MCP server for Red Hat OKD prompting

With MCP server for OKD installed, you can now prompt the Large Language Model (LLM) to learn more about your cluster.

To ensure that you get the best results when prompting be sure to:

  • Specify the namespace.

  • For Red Hat Advanced Cluster Management (ACM) for Kubernetes environments, specify the cluster.

MCP prompts

MCP Prompts are predefined templates that guide AI assistants through specific workflows.

They combine:

  • Structured guidance: Step-by-step instructions for common tasks

  • Parameterization: Arguments that customize the prompt for specific contexts

  • Conversation templates: Preformatted messages that guide the interaction

Creating custom prompts

Define custom prompts in your config.toml file. Code changes and recompilation are not needed.

Example custom prompts
[[prompts]]
name = "check-pod-logs"
title = "Check Pod Logs"
description = "Quick way to check pod logs"

[[prompts.arguments]]
name = "pod_name"
description = "Name of the pod"
required = true

[[prompts.arguments]]
name = "namespace"
description = "Namespace of the pod"
required = false

[[prompts.messages]]
role = "user"
content = "Show me the logs for pod {{pod_name}} in {{namespace}}"

[[prompts.messages]]
role = "assistant"
content = "I'll retrieve and analyze the logs for you."
Table 2. Configuration reference
Prompt Fields

name (required)

Unique identifier for the prompt

title (optional)

Human-readable display name

description (required)

Brief explanation of what the prompt does

arguments (optional)

List of parameters the prompt accepts

messages (required)

Conversation template with role/content pairs

Argument Fields

name (required)

Argument identifier

description (optional)

Explanation of the argument’s purpose

required (optional)

Whether the argument must be provided (default: false)

Argument Substitution

Use {{argument_name}} placeholders in message content. The template engine replaces these with actual values when the prompt is called. If an optional argument is not provided, its placeholder is removed from the output.

Built-in prompts

The MCP server for Red Hat OKD includes several built-in prompts that are always available:

Cluster-health-check performs a comprehensive health assessment of your OpenShift cluster.

Arguments:

  • namespace (optional): Limit the health check to a specific namespace. Default: all namespaces.

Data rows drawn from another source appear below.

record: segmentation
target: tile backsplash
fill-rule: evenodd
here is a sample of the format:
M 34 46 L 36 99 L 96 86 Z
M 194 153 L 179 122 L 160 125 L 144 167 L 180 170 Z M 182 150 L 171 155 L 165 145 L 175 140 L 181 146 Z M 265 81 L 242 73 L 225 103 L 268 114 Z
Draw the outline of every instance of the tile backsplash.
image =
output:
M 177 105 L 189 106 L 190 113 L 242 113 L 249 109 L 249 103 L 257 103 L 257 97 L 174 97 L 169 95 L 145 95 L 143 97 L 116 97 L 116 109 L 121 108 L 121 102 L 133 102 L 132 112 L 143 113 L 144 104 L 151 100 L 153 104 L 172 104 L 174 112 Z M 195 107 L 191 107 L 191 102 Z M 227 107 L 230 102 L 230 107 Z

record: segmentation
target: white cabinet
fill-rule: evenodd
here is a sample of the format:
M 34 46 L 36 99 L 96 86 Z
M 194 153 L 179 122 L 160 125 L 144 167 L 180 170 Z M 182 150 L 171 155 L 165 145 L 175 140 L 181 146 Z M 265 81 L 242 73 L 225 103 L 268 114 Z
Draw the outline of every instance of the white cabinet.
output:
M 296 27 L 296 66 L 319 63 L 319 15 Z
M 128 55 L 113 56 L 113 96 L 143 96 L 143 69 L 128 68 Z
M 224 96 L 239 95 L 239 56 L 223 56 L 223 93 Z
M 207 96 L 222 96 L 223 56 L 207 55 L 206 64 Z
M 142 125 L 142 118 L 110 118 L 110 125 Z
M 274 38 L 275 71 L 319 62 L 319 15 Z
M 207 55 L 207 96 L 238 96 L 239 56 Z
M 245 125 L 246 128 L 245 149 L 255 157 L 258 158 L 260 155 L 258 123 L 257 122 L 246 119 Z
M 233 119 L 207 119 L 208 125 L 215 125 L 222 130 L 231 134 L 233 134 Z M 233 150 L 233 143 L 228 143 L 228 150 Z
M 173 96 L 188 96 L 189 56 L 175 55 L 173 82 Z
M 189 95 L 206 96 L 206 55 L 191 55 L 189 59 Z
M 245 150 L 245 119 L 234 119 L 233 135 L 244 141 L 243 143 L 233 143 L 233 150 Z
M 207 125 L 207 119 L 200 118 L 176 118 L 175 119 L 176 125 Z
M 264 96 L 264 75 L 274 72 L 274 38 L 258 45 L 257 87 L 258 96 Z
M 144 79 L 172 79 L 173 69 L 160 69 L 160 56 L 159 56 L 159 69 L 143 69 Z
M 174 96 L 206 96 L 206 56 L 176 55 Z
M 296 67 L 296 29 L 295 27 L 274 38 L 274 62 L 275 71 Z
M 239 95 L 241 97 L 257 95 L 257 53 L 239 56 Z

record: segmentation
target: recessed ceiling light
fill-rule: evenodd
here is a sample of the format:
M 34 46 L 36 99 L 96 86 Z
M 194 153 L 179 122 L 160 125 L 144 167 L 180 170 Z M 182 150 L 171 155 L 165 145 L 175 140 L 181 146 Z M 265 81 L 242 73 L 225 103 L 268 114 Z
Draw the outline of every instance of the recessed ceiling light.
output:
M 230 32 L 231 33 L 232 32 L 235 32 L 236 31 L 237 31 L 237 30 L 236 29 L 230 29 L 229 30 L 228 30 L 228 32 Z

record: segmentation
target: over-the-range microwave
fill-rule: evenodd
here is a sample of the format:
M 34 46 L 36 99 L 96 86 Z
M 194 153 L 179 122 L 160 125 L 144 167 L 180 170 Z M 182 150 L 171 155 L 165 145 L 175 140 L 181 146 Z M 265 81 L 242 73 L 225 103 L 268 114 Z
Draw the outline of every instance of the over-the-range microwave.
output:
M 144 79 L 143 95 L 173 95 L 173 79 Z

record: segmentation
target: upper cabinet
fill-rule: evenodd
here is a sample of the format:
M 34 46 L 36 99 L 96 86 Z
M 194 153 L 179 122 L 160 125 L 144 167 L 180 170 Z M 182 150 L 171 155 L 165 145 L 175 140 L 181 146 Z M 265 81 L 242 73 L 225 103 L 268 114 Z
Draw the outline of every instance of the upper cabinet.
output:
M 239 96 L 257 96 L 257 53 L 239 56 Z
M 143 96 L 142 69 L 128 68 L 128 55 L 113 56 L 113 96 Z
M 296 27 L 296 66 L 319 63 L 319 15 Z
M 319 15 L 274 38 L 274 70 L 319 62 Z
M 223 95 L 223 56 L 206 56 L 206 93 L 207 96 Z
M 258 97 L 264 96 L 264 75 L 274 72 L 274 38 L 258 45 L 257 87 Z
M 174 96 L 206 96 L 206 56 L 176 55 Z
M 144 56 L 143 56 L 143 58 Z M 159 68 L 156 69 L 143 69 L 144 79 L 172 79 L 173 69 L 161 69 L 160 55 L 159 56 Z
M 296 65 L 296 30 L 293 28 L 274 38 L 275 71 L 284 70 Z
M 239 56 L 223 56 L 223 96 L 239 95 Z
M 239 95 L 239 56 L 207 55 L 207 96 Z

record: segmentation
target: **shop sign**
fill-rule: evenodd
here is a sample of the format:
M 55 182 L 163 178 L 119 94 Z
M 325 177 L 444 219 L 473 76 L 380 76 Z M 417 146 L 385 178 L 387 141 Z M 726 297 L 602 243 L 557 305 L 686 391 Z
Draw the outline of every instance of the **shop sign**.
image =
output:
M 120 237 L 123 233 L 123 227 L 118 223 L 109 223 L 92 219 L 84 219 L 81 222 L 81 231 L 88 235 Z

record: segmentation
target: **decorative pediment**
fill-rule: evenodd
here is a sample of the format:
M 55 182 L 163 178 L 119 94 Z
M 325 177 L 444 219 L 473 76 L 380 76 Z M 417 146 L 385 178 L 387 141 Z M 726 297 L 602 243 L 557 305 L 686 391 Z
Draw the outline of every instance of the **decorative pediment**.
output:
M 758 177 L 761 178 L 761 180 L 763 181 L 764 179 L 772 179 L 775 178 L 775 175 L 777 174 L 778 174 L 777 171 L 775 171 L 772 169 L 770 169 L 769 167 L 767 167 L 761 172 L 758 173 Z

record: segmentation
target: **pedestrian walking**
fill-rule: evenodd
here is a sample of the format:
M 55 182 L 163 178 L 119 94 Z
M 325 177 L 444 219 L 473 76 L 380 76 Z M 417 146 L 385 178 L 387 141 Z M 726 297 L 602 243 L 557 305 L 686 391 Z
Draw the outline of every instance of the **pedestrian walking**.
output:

  • check_events (optional): Include recent warning/error events in the analysis. Values: true or false. Default: true.

What it checks:

  • Nodes: Status and conditions (for example, Ready, MemoryPressure, DiskPressure)

  • Cluster Operators: Available and degraded status

  • Pods: Phase, container statuses, restart counts, and common issues (for example, CrashLoopBackOff, ImagePullBackOff)

  • Workload Controllers: Deployments, StatefulSets, and DaemonSets replica status

  • Persistent Volume Claims: Binding status

  • Events: Recent warning and error events from the last hour

Example usage:

Check the health of my cluster

Or with specific parameters:

Check the health of namespace production

You can also skip event checking for faster results:

Check the health of my cluster without events

The prompt gathers comprehensive diagnostic data and presents it to the LLM for analysis, which provides:

  • Overall health status (Healthy, Warning, or Critical)

  • Critical issues requiring immediate attention

  • Warnings and recommendations

  • Summary by component

Configuration file location

Place your prompts in the config.toml file used by the MCP server. Specify the config file path by using the --config flag when starting the server.

Toolset prompts

Some toolsets contain prompts and enabling the toolset enables the prompt(s).

Prompt merging

When both toolset and config prompts exist, config-defined prompts override toolset prompts with the same name. This allows administrators to customize built-in workflows. Prompts with unique names from both sources are available.